Tuesday, January 17, 2012

Two Debuts Reviewed: Myke Cole & John R. Fultz

Reviews of two debut novels hit SFFWorld, as usual, one review from Mark and the other from me. I liked the book I reviewed and well…Mark read the book he reviewed. Let’s start with the good, OK?

Myke Cole’s Shadow OPS: Control Point is a mash-up of Military Science Fiction, Urban Fantasy and Fantasy tropes that I couldn’t put down or stop thinking about long after I finished the novel. I’ll be posting an interview I conducted with Myke in about a week.

Superficially, Shadow OPS: Control Point may seem like just another military science fiction novel, with some of new ingredients. Cole is a better writer and storyteller than that; sure he mixes Urban Fantasy elements into the equation, but deeper themes are woven into the narrative. One of those, and perhaps it is punctuated by Oscar’s black skin color (which is mentioned in passing about 1/3 into the narrative), is the notion that people who manifest in ‘forbidden schools’ and latent people are treated as slaves to the military and government; tools of those in power and not really people at all. Oscar’s internal conflict about this issues stems for a lot of things – for starters, he’s the thing he once hunted. Another is that his whole life was the military and now that’s gone, he isn’t sure what kind of life he can have.

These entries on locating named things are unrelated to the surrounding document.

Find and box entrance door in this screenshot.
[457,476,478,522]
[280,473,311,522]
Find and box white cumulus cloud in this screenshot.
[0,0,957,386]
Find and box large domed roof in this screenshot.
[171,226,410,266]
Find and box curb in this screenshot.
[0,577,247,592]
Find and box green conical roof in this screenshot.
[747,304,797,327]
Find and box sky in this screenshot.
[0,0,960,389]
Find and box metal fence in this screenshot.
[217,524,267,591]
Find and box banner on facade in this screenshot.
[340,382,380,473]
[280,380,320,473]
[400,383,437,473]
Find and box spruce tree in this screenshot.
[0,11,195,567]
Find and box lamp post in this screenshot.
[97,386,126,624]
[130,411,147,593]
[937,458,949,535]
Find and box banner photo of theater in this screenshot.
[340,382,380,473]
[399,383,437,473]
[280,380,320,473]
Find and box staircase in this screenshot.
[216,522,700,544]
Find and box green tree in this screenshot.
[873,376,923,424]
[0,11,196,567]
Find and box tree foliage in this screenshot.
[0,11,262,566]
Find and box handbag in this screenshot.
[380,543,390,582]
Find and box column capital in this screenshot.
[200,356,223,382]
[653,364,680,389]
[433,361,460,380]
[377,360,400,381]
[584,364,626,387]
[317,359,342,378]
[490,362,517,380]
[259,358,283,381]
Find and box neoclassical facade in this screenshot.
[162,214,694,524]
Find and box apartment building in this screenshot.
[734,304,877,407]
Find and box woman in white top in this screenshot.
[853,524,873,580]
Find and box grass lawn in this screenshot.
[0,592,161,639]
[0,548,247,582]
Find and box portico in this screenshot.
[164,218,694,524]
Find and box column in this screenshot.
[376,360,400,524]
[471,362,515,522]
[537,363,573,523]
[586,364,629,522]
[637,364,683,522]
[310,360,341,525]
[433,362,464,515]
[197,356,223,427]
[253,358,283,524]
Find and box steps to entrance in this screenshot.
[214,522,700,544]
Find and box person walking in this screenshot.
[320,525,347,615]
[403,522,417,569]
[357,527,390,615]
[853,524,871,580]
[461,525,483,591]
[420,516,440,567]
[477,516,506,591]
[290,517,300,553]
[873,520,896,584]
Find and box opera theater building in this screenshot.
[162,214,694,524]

Told in a third person perspective, Cole still conveys the stress and conflict Britton experiences both physically and mentally in a supremely believable fashion. At times I found myself sympathizing with Oscar’s plight, other times, I wanted to whack him upside the head and shout “Just go with it!” It proved frustrating at times, but I’d almost say in a car-wreck kind of way because I wanted to see if Oscar would actually do what he’s told or continue to rebel. I don’t know if this is what Cole intended, but also found myself siding with characters that were likely set out as antagonists – specifically legally empowered magic practitioner Harlequin who was once part of Oscar’s team and then attempted to secure Oscar once he manifested. By novel’s end, the path on which Cole was placing Oscar became more evident and some of his actions that felt a bit frustrating came to a head in a way that made sense for the next steps on his journey.

Mark dove in headfirst to a Heroic Fantasy debut novel being published amidst great fanfare from the fine folks at Orbit, : Seven Princes edited by John R. Fultz:

The plot is basically The Magnificent Seven (or Battle Beyond the Stars, if you prefer), but using Princes instead of cowboys. Prince D’zan’s father, King Trimesqua, is slain by an army of the undead resurrected by Elhathym, a mysterious stranger who claims he has come back to reclaim the court of Yaskatha.

The only survivors of the massacre, D’zan and his bodyguard Olthalcus escape and try to enlist support and so reclaim the village kingdom. He enlists six other cowboys Princes to his cause. The duo travel to New Udurum to seek help from The Princes of Uurz – Tyro, the natural leader, and Lyrilan, the scholar - who pledge their support. Travelling to seek help from the Giant King Vod, they find that the King has abdicated, leaving the Kingdom in charge of his Queen, Shaira, with the help of their sons Fangodrel, Tadarus and Vireon, and daughter Sharadza. Lastly, Andoses, heir to the throne of Shar Dni, makes up the seventh. Together they go, in order to defeat the evil sorcerer and get D’zan back to where he rightfully belongs. Sharadza goes off to learn sorcery and be a witch in order to help.

I really wanted to like this one. Sadly, in the end I was disappointed, but in my opinion it’s not as bad as some would have it. The pace is a little uneven, but it moves along at a fair clip. It’s solidly written, but, in the end, commits the sin of being quite interchangeable with other Fantasy books out there.


Justin said...

Looks like you guys saw the same things I did. Shame about 7 Princes, like Mark, I really wanted to like it.

RobB said...

I wanted to like the book, too. Sadly, it didn't work enough for me to even finish.